Tuesday, May 12, 2015

In Which I Try Not To Get Angry

This news post filled my Facebook feed yesterday. (Click here).

And made me ANGRY!

Some complete jackass scams his co-workers out of their sick leave by faking cancer.

Okay, there are stories all the time about people who fake cancer. For the attention, the sympathy, the money, I'm not sure what their mental issue is (and clearly they have many), but it always gets me riled up. Even the gal that's been stealing my blog posts and passing them off as her own is apparently faking having cancer and using my words to tell people how "she's" feeling.

Seriously folks, if you want attention, you can have my cancer. Feel free...even for a day. I dare you. 

But this story touched a nerve. And made me especially angry. Because I don't know where I'd be without a shared sick leave option.

I was SO blessed to have amazing coworkers who donated sick leave so that I could stay home throughout treatments, concentrate on getting healthy, and not have to worry about getting a paycheck or losing my insurance. These amazing people made it possible for me to stay home for the equivalent of one entire school year (split up over two years). One of these amazing people simply told me, "however much you need, it's yours. Don't even hesitate to ask." I cry every time I think of the generosity of this man, and all those that were so willing to donate sick leave to me. Large amounts or small, it didn't even matter (in fact, the district would never tell me who donated what, so they were really doing it simply out of the goodness of their heart, not to get recognition).

Because, when you get sick, there's a lot of people that want to help but they don't really know what to do. And if they have sick leave they can donate, it feels like a tangible, concrete action that they can make...to show support, to contribute to the cause, to relieve even a small amount of stress. It's no small thing that they do. I mean, what if, god forbid, they get sick and need that leave some day? 

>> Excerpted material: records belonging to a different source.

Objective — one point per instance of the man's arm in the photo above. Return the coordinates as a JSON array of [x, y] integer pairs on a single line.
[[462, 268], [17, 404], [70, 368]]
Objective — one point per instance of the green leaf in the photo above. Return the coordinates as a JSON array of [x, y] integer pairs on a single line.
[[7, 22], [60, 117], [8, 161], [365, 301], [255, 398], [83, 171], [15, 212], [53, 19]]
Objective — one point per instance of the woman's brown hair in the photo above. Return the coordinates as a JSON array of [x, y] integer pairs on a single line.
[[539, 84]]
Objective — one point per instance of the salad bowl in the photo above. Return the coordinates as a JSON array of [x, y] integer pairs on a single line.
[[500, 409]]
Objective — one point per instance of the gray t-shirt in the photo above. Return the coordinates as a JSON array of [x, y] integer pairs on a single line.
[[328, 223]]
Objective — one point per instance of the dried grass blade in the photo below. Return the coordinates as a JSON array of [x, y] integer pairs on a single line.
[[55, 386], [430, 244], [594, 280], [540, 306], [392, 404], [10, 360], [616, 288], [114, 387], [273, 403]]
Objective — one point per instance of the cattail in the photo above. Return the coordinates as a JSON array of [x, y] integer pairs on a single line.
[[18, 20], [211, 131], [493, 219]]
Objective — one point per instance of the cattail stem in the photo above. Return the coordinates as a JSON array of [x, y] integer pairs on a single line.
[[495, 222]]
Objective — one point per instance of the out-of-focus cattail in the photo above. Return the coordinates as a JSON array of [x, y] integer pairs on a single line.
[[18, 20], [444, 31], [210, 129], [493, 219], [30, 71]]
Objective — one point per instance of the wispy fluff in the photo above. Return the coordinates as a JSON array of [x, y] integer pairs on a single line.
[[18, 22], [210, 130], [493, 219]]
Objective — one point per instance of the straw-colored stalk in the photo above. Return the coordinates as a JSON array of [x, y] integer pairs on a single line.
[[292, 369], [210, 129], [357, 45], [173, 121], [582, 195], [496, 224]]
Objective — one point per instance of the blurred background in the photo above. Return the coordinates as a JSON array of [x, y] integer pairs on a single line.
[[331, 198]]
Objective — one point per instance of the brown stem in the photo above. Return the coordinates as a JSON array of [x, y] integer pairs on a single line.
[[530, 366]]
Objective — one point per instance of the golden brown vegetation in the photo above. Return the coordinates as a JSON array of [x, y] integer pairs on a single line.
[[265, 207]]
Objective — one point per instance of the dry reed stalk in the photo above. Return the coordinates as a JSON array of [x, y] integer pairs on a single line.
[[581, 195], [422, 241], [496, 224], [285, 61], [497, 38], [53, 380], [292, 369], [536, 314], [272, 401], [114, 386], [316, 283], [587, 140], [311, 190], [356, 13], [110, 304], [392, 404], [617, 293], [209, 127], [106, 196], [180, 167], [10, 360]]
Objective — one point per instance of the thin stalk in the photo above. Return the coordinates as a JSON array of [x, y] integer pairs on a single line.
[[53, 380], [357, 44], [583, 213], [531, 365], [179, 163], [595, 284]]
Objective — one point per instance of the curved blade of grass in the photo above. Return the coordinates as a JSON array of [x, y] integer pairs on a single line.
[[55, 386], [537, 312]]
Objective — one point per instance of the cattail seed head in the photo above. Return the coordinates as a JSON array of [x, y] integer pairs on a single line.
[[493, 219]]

I will never be able to repay these people for the gift that they gave me. I strongly believe that being able to stay home and not stress about rushing back to work contributed to the success of my recovery. I could never say "thank you" enough for what they did.
And then you have this jackass who takes advantage of people who are so willing to help. GRRRR! 

I sure hope you get what's coming to you dude. You suck.

1 comment:

  1. I am happy that you had such caring coworkers to donate sick leave to you. I work with over 120 social workers and was diagnosed last March ,2015 and not one of them donated a minute to me.